So far, the Los Angeles Unified School District’s (LAUSD) efforts to raise money this year have failed. In June, voters shot down the proposed parcel tax, which would have raised property taxes to help fund the school system; and this week, California again lost out on federal Race to the Top education funding.
At Fairfax High School, however, administrators are pursuing other ways to raise funds. Starting this fall, Fairfax High will boast a development office with three full-time and two part-time staff members, all devoted to raising money for the school and strengthening ties to the local community.
“Private schools and schools in more affluent communities have personnel dedicated to fundraising and connecting with the community,” Fairfax High Principal Ed Zubiate said. “I thought we needed to do that as well. Especially in a big city, it’s important to get support from the local community for the local school.”
In 2007, with financial support from the Greenway Arts Alliance, Zubiate hired a part-time development officer, Joyce Kleifield. During the subsequent three years, Kleifield helped bring in $15 million from a variety of sources, including school district bonds, government grants, and $2 million in privately raised funds. The money has paid for a number of capital improvements to the school, including a new auditorium, and a new football field and grandstand, which should be completed by next fall.
Because of the success of the capital campaign, Greenway Arts Alliance, a local nonprofit that raises funds through the Melrose Trading Post, a flea market held every Sunday in the Fairfax High parking lot where Fairfax students volunteer, agreed to fund the expansion of the development office. Kleifield will now serve as director of development, while one full-time staff member will work as a grant writer and another will oversee alumni relations.
Kleifield said her goal was to generate $1 million a year for the school and eventually develop an endowment, and to utilize the assets in the community.

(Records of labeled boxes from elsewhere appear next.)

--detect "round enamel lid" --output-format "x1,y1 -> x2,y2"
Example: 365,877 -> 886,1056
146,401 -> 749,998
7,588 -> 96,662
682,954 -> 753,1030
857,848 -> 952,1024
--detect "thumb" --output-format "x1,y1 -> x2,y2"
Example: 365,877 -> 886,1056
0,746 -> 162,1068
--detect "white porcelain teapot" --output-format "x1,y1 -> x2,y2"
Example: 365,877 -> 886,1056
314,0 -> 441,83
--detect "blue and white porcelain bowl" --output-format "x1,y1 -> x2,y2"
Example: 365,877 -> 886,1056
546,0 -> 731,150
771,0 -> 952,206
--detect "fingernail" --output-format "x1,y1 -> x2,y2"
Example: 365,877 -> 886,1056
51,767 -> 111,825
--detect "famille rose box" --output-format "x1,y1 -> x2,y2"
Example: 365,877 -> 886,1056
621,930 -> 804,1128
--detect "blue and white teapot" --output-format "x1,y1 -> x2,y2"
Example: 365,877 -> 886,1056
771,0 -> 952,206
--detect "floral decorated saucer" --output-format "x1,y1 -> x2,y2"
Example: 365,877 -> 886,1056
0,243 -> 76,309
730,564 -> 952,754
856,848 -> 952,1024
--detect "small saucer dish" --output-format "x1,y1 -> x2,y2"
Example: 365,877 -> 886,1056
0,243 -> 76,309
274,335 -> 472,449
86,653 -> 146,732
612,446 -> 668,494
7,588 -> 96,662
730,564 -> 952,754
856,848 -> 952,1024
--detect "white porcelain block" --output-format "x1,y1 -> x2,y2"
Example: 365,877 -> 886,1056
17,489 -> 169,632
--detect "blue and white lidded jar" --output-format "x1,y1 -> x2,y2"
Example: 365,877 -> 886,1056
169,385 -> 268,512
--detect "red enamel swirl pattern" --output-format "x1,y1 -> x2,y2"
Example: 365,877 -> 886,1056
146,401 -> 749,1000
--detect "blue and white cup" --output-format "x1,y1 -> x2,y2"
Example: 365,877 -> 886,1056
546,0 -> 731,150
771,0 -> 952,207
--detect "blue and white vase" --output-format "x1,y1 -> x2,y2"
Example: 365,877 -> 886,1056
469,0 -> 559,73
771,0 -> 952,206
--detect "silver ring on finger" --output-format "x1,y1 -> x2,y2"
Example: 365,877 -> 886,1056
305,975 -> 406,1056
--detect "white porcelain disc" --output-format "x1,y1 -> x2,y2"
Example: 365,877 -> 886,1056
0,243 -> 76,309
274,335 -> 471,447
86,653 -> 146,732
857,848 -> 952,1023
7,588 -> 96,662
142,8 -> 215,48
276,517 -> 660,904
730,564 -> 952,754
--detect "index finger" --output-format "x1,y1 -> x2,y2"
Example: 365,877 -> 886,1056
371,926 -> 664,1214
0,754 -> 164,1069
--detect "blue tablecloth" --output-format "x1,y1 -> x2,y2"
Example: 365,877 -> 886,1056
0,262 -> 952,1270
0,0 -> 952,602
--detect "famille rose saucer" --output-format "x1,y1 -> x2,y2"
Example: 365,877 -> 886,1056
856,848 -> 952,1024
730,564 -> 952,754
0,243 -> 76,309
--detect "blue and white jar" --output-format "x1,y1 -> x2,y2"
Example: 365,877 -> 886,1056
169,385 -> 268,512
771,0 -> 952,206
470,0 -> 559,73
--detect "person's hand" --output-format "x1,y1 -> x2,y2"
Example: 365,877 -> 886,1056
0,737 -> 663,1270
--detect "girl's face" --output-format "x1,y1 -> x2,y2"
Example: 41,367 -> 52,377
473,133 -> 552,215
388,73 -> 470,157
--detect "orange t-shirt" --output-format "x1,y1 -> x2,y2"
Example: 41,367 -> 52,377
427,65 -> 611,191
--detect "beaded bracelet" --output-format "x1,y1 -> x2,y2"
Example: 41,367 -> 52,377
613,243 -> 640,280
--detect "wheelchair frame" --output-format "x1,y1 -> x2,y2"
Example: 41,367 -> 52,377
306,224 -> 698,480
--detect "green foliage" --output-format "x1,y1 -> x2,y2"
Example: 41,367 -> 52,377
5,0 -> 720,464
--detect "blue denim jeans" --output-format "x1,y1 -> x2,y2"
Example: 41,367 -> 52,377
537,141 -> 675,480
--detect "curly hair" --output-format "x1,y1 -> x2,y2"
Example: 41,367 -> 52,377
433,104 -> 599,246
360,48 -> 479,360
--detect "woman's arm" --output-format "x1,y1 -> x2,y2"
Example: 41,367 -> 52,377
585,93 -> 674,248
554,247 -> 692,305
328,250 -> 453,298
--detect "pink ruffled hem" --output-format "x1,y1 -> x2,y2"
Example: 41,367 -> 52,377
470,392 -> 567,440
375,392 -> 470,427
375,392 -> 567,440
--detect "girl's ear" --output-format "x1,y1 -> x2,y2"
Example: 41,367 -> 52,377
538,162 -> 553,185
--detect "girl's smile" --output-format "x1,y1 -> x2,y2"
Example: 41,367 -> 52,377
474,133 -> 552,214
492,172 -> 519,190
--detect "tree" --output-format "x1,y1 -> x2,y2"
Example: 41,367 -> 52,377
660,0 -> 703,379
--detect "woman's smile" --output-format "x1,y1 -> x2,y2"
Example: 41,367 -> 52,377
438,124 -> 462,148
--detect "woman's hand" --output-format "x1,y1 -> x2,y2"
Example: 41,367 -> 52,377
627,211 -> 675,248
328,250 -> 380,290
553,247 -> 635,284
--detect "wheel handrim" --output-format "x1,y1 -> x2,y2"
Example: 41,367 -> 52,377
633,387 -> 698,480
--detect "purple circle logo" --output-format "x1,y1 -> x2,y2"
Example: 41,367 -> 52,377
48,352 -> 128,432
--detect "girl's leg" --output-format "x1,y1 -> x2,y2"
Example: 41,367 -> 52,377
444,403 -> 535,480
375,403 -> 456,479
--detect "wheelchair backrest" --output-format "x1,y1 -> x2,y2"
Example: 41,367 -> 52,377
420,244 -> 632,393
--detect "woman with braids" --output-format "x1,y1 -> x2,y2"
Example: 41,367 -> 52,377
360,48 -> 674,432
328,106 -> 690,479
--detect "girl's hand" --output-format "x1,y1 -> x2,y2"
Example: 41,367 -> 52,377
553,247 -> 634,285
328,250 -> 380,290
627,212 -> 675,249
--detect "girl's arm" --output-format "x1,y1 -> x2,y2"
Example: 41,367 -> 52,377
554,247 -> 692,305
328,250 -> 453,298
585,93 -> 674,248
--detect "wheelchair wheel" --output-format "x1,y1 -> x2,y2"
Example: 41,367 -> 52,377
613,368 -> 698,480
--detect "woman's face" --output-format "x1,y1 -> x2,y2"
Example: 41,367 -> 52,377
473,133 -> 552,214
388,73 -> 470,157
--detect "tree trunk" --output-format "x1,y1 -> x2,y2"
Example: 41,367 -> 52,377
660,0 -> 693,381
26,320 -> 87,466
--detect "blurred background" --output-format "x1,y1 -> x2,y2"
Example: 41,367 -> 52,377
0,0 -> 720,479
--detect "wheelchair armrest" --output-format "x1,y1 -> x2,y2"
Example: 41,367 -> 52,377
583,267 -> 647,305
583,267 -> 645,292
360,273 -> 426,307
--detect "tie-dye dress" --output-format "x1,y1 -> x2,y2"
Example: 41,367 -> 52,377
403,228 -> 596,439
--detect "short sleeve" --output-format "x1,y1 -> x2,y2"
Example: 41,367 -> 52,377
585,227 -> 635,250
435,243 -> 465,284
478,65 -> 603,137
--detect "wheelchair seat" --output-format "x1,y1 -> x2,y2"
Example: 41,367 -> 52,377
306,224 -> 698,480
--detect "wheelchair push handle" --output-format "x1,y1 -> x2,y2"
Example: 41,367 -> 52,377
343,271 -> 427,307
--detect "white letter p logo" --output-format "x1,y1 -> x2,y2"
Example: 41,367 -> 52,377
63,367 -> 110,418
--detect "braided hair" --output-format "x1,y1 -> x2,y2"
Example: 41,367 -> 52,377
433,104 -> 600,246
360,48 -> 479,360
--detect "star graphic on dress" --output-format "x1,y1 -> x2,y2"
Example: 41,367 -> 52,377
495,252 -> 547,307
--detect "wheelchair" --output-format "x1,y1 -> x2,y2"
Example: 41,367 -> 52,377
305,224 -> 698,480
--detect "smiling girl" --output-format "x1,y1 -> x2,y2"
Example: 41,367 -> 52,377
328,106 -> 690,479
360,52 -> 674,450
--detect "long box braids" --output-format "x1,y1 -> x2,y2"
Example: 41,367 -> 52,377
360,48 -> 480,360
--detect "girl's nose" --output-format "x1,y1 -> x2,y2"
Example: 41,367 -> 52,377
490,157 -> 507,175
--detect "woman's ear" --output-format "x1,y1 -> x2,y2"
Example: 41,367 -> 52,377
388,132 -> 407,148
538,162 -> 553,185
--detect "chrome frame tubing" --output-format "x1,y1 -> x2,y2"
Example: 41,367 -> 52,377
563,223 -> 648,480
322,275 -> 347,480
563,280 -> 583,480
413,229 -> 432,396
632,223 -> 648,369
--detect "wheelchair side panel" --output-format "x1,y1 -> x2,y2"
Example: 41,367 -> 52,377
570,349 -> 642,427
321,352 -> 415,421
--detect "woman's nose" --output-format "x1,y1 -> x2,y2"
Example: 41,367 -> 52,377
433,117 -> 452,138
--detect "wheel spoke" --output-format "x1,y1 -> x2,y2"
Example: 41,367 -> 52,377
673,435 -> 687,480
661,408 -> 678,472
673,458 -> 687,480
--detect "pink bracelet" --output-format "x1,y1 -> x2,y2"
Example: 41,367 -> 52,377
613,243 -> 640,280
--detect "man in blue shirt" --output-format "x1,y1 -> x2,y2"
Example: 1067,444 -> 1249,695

“We’re a big property here,” Kleifield said. “We have a lot to offer, with meeting space, production space. We’re constantly looking for opportunities to serve the community, and we want to get kids involved in all those activites as well.”
Now, with the capital improvements fully funded, Zubiate has turned his attention towards instruction in and out of the classroom. The development office has partnered with local businesses like CBS, which helped fund improvements to the auditorium, and where students will be able to undertake internships. In addition, Zubiate is hoping to fund paid professional development for teachers.
Zubiate said he’d like to use the Washington D.C. school system, which uses private funding to offer higher salaries to teachers who go through non-required professional training programs. He said $2,500 a year for each teacher could slowly help improve the school, $5,000 per teacher could drive dramatic improvements, and $10,000 per teacher could make Fairfax High one of the best schools in the country. Currently, Fairfax High School has about 80 full-time classroom teachers.
“It’s very ambitious, I don’t know if we can do it,” Zubiate said. “They would be much more willing to commit not just to training, but to help create that training. That ten thousand would be an incredible incentive.”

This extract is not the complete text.